I’ve done a little work on the bridge, one of the major parts of the model. The entire superstructure from the deck up was built at least twice but I don’t have many pictures left of the original superstructure. As I’m working here and there on various parts of the superstructure, this category won’t be that organized.

These pictures were taken from the first bridge attempt and contained a lot of small errors. For instance, I choose a 0.25mm thick plate as a deck part which is too thin. A 0.35mm plate makes all the difference. The conning tower is built up from plastic plate and filled with putty. The detail of the slits in the armour plate of the conning tower was added by plastic strip. The side of the superstructure is made from strips, as to leave out a few spaces for a series of grids. This all didn’t work out very well and the entire model of the bridge was thrown out after some considerable deliberation. This is the major reason the model isn’t finished yet.
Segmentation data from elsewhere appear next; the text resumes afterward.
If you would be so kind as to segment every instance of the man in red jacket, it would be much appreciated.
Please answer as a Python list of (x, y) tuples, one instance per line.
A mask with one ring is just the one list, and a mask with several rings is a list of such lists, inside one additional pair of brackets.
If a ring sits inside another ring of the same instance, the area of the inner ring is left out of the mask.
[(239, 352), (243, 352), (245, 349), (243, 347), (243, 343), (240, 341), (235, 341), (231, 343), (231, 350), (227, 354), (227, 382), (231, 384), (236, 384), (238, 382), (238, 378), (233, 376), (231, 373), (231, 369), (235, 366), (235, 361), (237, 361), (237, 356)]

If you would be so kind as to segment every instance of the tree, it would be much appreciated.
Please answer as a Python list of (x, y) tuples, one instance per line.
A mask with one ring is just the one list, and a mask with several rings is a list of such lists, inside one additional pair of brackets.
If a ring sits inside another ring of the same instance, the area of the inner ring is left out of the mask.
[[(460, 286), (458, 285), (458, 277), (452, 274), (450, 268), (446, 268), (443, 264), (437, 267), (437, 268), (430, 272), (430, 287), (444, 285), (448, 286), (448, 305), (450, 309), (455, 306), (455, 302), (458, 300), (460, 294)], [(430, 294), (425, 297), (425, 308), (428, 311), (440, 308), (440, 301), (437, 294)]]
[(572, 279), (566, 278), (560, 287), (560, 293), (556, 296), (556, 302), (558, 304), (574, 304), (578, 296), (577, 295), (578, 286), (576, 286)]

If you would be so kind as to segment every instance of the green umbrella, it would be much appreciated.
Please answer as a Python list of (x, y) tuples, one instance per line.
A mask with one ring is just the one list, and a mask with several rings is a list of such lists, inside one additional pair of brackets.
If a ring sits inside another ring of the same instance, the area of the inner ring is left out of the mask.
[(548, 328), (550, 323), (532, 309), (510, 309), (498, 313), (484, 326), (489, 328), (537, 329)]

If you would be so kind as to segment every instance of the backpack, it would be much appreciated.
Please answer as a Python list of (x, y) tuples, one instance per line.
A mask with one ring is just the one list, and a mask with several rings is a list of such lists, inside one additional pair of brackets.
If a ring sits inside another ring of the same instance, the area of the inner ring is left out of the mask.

Here’s the mark II bridge base part. The conning tower is made from strips glued against a few support parts and the side of the bridge is a single plate. This works a lot better.

Here’s a nice recent shot of the conning tower and the rain guards above the view slits. This was very difficult to do, as I want to have the guards to droop down at the ends and still look properly. All the brass wires, made from 0.1mm winding wire, were first bent around a strip of the correct width, glued in place and trimmed. There’s some variation in height, but it’s more of a mess on the real ship!
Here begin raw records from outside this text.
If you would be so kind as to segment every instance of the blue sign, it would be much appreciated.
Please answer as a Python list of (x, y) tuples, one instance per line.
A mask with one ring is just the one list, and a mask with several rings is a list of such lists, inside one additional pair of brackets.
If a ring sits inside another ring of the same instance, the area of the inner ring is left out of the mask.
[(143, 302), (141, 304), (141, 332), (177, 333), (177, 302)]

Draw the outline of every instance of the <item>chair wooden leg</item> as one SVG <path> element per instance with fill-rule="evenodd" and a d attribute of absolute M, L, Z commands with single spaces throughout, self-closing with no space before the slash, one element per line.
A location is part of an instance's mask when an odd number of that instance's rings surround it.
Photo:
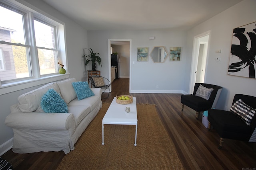
<path fill-rule="evenodd" d="M 208 131 L 210 131 L 211 130 L 211 123 L 210 121 L 208 121 Z"/>
<path fill-rule="evenodd" d="M 198 119 L 198 116 L 200 114 L 200 111 L 196 112 L 196 119 Z"/>
<path fill-rule="evenodd" d="M 221 149 L 222 148 L 222 146 L 223 146 L 223 143 L 224 143 L 224 139 L 222 137 L 220 138 L 220 146 L 218 147 L 218 149 Z"/>

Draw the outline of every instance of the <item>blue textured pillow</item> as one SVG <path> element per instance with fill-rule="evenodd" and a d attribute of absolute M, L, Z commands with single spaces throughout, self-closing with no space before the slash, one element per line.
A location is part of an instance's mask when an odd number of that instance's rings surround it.
<path fill-rule="evenodd" d="M 67 104 L 53 89 L 49 89 L 42 97 L 41 107 L 46 113 L 68 113 Z"/>
<path fill-rule="evenodd" d="M 94 96 L 93 92 L 89 87 L 87 82 L 73 82 L 72 85 L 78 100 Z"/>

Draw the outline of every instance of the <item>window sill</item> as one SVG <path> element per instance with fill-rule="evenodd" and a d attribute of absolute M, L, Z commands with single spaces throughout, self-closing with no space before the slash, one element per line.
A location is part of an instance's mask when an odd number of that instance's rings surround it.
<path fill-rule="evenodd" d="M 2 85 L 0 86 L 0 95 L 29 88 L 36 86 L 44 84 L 50 82 L 57 81 L 69 77 L 69 74 L 58 74 L 54 76 L 33 78 Z"/>

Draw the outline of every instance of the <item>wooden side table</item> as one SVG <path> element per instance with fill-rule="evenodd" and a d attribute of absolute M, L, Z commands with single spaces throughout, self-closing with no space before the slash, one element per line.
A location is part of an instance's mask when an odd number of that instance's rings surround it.
<path fill-rule="evenodd" d="M 100 76 L 100 71 L 98 70 L 93 71 L 92 70 L 88 70 L 87 72 L 88 72 L 88 84 L 89 84 L 89 78 L 94 75 L 97 75 L 99 76 Z M 92 87 L 92 85 L 91 84 L 91 87 Z"/>

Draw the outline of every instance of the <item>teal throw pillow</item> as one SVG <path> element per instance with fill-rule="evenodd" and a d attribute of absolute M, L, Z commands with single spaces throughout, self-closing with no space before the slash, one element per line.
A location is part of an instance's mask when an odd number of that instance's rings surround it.
<path fill-rule="evenodd" d="M 94 96 L 93 92 L 89 87 L 87 82 L 73 82 L 72 85 L 78 100 Z"/>
<path fill-rule="evenodd" d="M 49 89 L 42 97 L 41 107 L 46 113 L 68 113 L 68 105 L 54 89 Z"/>

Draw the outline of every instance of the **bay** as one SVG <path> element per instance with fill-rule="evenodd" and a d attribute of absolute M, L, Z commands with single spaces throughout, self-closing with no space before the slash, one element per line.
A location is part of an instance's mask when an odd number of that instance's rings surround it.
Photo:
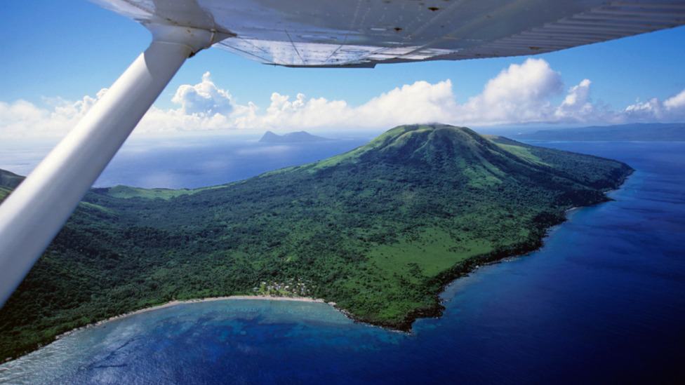
<path fill-rule="evenodd" d="M 74 332 L 3 364 L 0 383 L 682 383 L 685 143 L 536 144 L 637 171 L 539 251 L 454 281 L 410 335 L 324 304 L 192 303 Z"/>

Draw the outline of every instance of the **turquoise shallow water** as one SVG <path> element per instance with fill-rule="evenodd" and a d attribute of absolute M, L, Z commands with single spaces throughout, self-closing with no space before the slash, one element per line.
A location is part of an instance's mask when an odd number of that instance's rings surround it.
<path fill-rule="evenodd" d="M 538 252 L 453 283 L 411 335 L 323 304 L 194 303 L 75 332 L 4 364 L 0 383 L 682 383 L 685 144 L 543 145 L 637 171 Z"/>

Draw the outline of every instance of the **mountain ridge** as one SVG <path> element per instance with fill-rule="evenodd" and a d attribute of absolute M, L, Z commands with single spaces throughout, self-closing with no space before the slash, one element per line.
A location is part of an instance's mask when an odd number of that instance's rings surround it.
<path fill-rule="evenodd" d="M 440 315 L 450 281 L 538 248 L 566 210 L 606 201 L 631 172 L 466 128 L 411 125 L 225 185 L 93 189 L 0 310 L 0 356 L 107 316 L 236 294 L 321 298 L 408 330 Z"/>

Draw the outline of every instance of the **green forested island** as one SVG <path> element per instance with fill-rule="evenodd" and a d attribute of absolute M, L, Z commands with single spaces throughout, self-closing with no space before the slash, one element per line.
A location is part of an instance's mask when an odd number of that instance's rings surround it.
<path fill-rule="evenodd" d="M 625 163 L 468 128 L 404 126 L 319 162 L 194 190 L 91 189 L 0 310 L 0 359 L 71 329 L 232 295 L 334 302 L 406 330 L 476 265 L 535 250 Z M 16 185 L 3 173 L 0 198 Z"/>

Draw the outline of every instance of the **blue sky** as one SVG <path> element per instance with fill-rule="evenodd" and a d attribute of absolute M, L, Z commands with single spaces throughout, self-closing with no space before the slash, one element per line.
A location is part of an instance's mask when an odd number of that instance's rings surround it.
<path fill-rule="evenodd" d="M 135 22 L 86 0 L 12 1 L 0 30 L 6 137 L 62 136 L 150 42 Z M 186 62 L 135 132 L 685 121 L 683 47 L 681 27 L 533 59 L 373 69 L 275 67 L 210 49 Z"/>

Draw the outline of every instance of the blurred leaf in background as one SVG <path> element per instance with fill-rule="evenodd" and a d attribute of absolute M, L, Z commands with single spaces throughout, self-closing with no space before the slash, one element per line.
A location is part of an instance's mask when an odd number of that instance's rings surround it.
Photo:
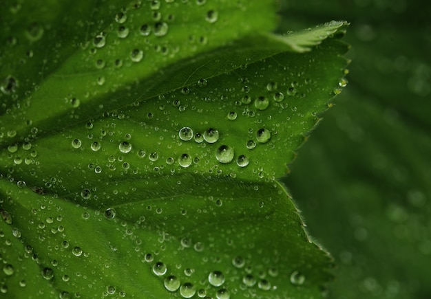
<path fill-rule="evenodd" d="M 286 179 L 337 264 L 329 297 L 431 298 L 431 3 L 286 1 L 283 30 L 351 23 L 348 88 Z"/>

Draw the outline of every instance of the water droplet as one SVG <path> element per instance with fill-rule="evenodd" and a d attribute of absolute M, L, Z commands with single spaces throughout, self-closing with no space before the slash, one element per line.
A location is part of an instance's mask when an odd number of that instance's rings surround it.
<path fill-rule="evenodd" d="M 227 113 L 227 118 L 229 118 L 231 120 L 236 120 L 238 115 L 236 113 L 236 112 L 235 111 L 231 111 L 229 113 Z"/>
<path fill-rule="evenodd" d="M 3 267 L 3 272 L 5 274 L 10 276 L 14 274 L 14 266 L 10 264 L 5 265 Z"/>
<path fill-rule="evenodd" d="M 269 105 L 269 100 L 264 96 L 260 96 L 255 100 L 255 107 L 259 110 L 265 110 Z"/>
<path fill-rule="evenodd" d="M 81 255 L 83 254 L 83 250 L 81 250 L 81 247 L 78 246 L 75 246 L 72 250 L 72 253 L 75 256 L 81 256 Z"/>
<path fill-rule="evenodd" d="M 218 19 L 218 12 L 215 10 L 211 10 L 207 12 L 205 16 L 205 20 L 209 23 L 214 23 Z"/>
<path fill-rule="evenodd" d="M 90 199 L 90 197 L 92 195 L 92 192 L 90 190 L 88 189 L 84 189 L 81 191 L 81 196 L 82 197 L 82 198 L 83 198 L 84 199 Z"/>
<path fill-rule="evenodd" d="M 154 153 L 150 153 L 148 157 L 149 158 L 150 160 L 153 162 L 157 161 L 157 159 L 158 159 L 158 154 L 156 152 L 154 152 Z"/>
<path fill-rule="evenodd" d="M 15 92 L 15 89 L 18 86 L 18 80 L 12 76 L 5 78 L 0 84 L 0 91 L 6 95 L 10 95 Z"/>
<path fill-rule="evenodd" d="M 166 23 L 158 22 L 154 24 L 154 35 L 156 36 L 164 36 L 167 34 L 168 29 L 169 26 Z"/>
<path fill-rule="evenodd" d="M 108 208 L 105 210 L 105 218 L 107 219 L 112 219 L 115 217 L 116 212 L 113 208 Z"/>
<path fill-rule="evenodd" d="M 218 140 L 218 131 L 210 128 L 204 132 L 204 139 L 208 143 L 214 143 Z"/>
<path fill-rule="evenodd" d="M 249 165 L 249 162 L 250 162 L 250 160 L 249 159 L 249 158 L 246 157 L 244 155 L 241 155 L 238 156 L 238 157 L 236 159 L 236 164 L 240 167 L 245 167 L 247 165 Z"/>
<path fill-rule="evenodd" d="M 163 281 L 165 287 L 169 291 L 175 291 L 180 288 L 181 282 L 174 275 L 169 275 Z"/>
<path fill-rule="evenodd" d="M 157 275 L 158 276 L 161 276 L 165 275 L 167 272 L 167 267 L 166 265 L 165 265 L 162 262 L 158 262 L 154 264 L 153 266 L 153 273 Z"/>
<path fill-rule="evenodd" d="M 193 130 L 188 126 L 182 127 L 178 132 L 180 139 L 182 141 L 189 141 L 193 137 Z"/>
<path fill-rule="evenodd" d="M 193 284 L 185 283 L 180 288 L 180 294 L 184 298 L 191 298 L 196 294 L 196 288 Z"/>
<path fill-rule="evenodd" d="M 220 287 L 224 283 L 224 275 L 220 271 L 213 271 L 208 276 L 208 281 L 214 287 Z"/>
<path fill-rule="evenodd" d="M 216 297 L 217 297 L 217 299 L 229 299 L 231 298 L 231 294 L 226 289 L 220 289 L 217 291 Z"/>
<path fill-rule="evenodd" d="M 249 140 L 246 144 L 246 146 L 249 149 L 253 149 L 256 147 L 256 142 L 254 140 Z"/>
<path fill-rule="evenodd" d="M 94 39 L 93 40 L 93 45 L 96 47 L 102 47 L 106 43 L 106 39 L 105 38 L 105 35 L 102 33 L 96 36 Z"/>
<path fill-rule="evenodd" d="M 82 143 L 81 142 L 81 140 L 77 138 L 75 138 L 73 140 L 72 140 L 72 146 L 74 148 L 79 148 L 81 144 Z"/>
<path fill-rule="evenodd" d="M 199 86 L 200 87 L 204 87 L 207 86 L 207 84 L 208 81 L 207 81 L 205 79 L 199 79 L 199 81 L 198 81 L 198 86 Z"/>
<path fill-rule="evenodd" d="M 274 100 L 275 102 L 281 102 L 284 98 L 284 95 L 281 92 L 274 93 Z"/>
<path fill-rule="evenodd" d="M 268 142 L 270 138 L 271 132 L 266 129 L 260 129 L 257 132 L 256 132 L 256 139 L 260 143 Z"/>
<path fill-rule="evenodd" d="M 115 21 L 123 24 L 127 19 L 127 15 L 124 12 L 118 12 L 115 15 Z"/>
<path fill-rule="evenodd" d="M 129 28 L 125 26 L 118 27 L 117 36 L 120 38 L 125 38 L 129 35 Z"/>
<path fill-rule="evenodd" d="M 42 270 L 42 276 L 47 280 L 50 280 L 54 277 L 54 271 L 51 268 L 43 268 Z"/>
<path fill-rule="evenodd" d="M 301 285 L 305 281 L 305 276 L 297 271 L 294 271 L 291 274 L 291 283 L 292 285 Z"/>
<path fill-rule="evenodd" d="M 256 284 L 256 280 L 251 274 L 247 274 L 242 278 L 242 283 L 247 287 L 253 287 Z"/>
<path fill-rule="evenodd" d="M 135 63 L 138 63 L 143 57 L 144 52 L 139 49 L 135 49 L 132 51 L 132 53 L 130 53 L 130 59 L 132 59 L 132 61 L 134 61 Z"/>
<path fill-rule="evenodd" d="M 90 146 L 90 147 L 92 148 L 93 151 L 96 152 L 101 149 L 101 144 L 95 141 L 92 143 L 92 145 Z"/>
<path fill-rule="evenodd" d="M 230 163 L 233 159 L 234 155 L 233 148 L 227 145 L 222 145 L 217 149 L 216 158 L 220 163 Z"/>
<path fill-rule="evenodd" d="M 260 289 L 268 291 L 271 289 L 271 283 L 266 279 L 262 279 L 257 284 L 257 287 L 259 287 L 259 289 Z"/>
<path fill-rule="evenodd" d="M 194 140 L 197 143 L 202 143 L 204 141 L 204 136 L 200 133 L 196 133 Z"/>
<path fill-rule="evenodd" d="M 118 146 L 121 153 L 127 153 L 132 150 L 132 144 L 127 141 L 123 141 Z"/>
A voice pipe can be seen curling over the roof on the conning tower into one of the viewports. After staring at my picture collection for an hour or so, I found a few images that show this voice pipe and added it. This is all the material I can find, but I think it is quite convincing. An eye for detail?
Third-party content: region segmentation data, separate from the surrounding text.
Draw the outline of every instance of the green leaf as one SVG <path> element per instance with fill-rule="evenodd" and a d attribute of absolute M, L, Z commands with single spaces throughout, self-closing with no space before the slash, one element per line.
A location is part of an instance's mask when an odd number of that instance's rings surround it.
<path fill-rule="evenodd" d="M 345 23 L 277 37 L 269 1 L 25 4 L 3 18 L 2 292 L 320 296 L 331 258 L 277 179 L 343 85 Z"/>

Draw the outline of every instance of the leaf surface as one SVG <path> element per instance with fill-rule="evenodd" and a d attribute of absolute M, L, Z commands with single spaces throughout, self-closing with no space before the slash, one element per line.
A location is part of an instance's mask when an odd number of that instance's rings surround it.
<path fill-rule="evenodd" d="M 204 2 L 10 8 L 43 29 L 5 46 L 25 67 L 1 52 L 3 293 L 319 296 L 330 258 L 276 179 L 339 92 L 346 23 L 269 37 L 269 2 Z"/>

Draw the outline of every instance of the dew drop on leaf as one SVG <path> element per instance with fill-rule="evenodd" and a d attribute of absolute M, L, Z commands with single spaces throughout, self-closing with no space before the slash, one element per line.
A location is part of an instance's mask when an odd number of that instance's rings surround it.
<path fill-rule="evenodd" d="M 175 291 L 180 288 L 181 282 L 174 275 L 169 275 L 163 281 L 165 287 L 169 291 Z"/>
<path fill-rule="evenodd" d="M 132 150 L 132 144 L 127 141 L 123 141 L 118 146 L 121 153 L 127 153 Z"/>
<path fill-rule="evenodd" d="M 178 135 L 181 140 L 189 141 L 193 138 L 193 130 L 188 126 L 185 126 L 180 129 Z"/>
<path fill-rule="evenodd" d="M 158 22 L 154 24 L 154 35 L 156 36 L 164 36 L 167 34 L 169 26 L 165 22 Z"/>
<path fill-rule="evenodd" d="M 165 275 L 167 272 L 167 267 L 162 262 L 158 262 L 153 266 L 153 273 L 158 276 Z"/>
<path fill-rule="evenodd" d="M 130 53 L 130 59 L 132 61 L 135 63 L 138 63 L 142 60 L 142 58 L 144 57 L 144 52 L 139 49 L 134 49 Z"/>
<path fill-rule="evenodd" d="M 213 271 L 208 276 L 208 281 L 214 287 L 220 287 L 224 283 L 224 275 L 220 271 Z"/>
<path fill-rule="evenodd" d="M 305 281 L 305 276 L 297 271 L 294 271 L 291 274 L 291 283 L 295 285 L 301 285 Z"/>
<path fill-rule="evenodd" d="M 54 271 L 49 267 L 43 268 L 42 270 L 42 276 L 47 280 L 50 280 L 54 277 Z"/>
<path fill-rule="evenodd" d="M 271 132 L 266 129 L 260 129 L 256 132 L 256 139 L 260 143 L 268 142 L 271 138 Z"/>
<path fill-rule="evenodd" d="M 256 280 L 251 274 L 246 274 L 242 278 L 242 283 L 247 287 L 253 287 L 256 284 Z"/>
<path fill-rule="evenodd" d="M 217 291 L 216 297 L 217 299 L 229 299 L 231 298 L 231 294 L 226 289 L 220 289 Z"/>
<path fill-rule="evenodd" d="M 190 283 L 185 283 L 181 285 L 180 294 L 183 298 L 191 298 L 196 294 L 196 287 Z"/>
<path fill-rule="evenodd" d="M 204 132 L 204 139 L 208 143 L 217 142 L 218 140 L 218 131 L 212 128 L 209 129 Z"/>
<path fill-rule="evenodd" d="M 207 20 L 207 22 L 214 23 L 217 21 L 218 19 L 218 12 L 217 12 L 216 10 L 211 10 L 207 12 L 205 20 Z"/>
The platforms of the forward quad Vickers guns appeared to be open at the rear, and not closed as I originally thought. I spent this weekend carefully chipping away the old part and added a new platform. Much better!

A series of wind baffles are visible near the forward torpedo lookouts. Only a few photographs are available as this is a very late edition, but enough to make a good approximation.

The pictures of the air defense platform (the highest and open deck below the spotting top) was also fitted with a wind baffle and it again took a lot of time to find the right photographs to get an idea of the layout of this detail.

At left you can see that how it was fitted to the splinter shield, going around the small sponson. At right, the wind baffle is seen from two good angles.

Here you can see the model. The sponsons in the splintershield were particularly nasty to build, being both complex in shape and quite small! The front view shows the bridge suffered a bit from sanding, but the model itself looks good enough. The wind baffles were constructed from 0.13mm plate. A knuckle was added to the plates using a small folding jig.

Sounding Machine

A sounding machine is a device for (as far as I know) measuring the water depth. I wouldn’t have noticed it if it weren’t for these two photographs (from the HMS Hood site). . The “Anatomy of the ship: the flower-class corvette Agassiz” has an excellent drawing of the Kelvin Sounding Device Mk Iv on page 16, but it’s a different type. Good enough for basic dimensions and for some detail.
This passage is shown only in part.